El silencio en la sala era total. Aferrada a los brazos del sillón, Blanchard se removió lentamente, aprovechando para pasear la mirada alrededor de la mesa. Ya era casi medianoche y los rostros vueltos hacia ella reflejaban una tétrica amalgama de tenso agotamiento y expectación, pero nadie murmuró ni una palabra.

Corderos, pensó desdeñosamente, sin dejar traslucir más que una expresión de firme responsabilidad. Contrariamente a lo esperado, todo había ido como la seda allí abajo y los problemas llegaron de donde menos los esperaba: de sus propias filas.

Debía reconocer que, a pesar de la seguridad exhibida, había llegado a temer que los poderes que “conspiraban” contra ella encontraran la forma de abortar la misión de sus ángeles negros. Pero luego comprendió que la propia magnitud del hecho que enfrentaban, anulaba la capacidad de reacción de las fuerzas contrarias y la hacía intocable. Así habían terminado por entenderlo ellos también. No podían combatir un cataclismo con una hecatombe aún mayor. Forzados a elegir entre dos males, habían optado por el que menos daño haría al país. El patriotismo era un narcótico que nunca fallaba.

Incluso Owen, que la aborrecía personalmente y la hubiera echado con gran placer del Despacho Oval, se había plegado, encogido ante el temor de provocar un desastre de proporciones bíblicas si la intriga incubada en el corazón mismo de la nación se hacía pública.

“El que no ama a su patria no puede amar nada”, había dicho Lord Byron. Bien, una cosa si debía concederles a Owen, Kross y Ransom. Estaban tan henchidos de amor que podían explotar de un momento a otro.
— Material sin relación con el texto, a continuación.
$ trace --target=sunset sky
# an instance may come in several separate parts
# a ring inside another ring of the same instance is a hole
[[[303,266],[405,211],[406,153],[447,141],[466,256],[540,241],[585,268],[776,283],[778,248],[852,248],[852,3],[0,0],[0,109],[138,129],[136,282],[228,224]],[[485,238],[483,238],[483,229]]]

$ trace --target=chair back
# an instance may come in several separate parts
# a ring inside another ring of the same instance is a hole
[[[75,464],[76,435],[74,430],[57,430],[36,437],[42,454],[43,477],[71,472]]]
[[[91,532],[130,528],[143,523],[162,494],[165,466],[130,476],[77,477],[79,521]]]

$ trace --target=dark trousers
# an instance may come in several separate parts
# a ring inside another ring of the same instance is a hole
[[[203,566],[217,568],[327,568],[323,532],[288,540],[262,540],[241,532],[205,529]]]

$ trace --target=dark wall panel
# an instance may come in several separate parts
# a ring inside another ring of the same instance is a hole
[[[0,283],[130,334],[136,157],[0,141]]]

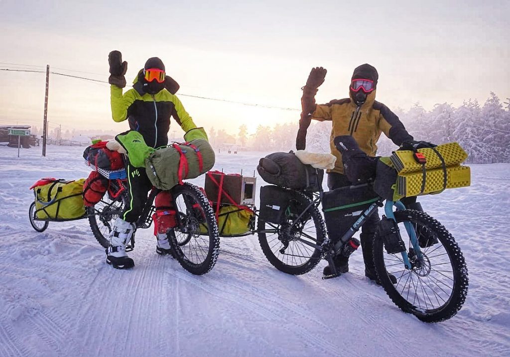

Había vuelto a reunirse con el fiscal general tres horas después de su primer encuentro para sellar el “acuerdo” que protegería al país y a los sufridos e indefensos ciudadanos de una fatal conmoción. Una mentira piadosa era mejor que una verdad destructiva. Todos los que habían oído hablar de los Afganis y Beowulf serían conminados a guardar silencio en aras de un bien mayor. A excepción de Deanna Tremain y los perros falderos de Christensen, los demás eran servidores públicos: el agente Monaghan y los dos hombres que le pusieron sobre la pista desde Afganistán, un capitán del Décimo de Montaña y un teniente del INSCOM. Y nadie había más patriota que el Ejército y el FBI. No sería difícil imbuirles del perjuicio que aquellas revelaciones causarían.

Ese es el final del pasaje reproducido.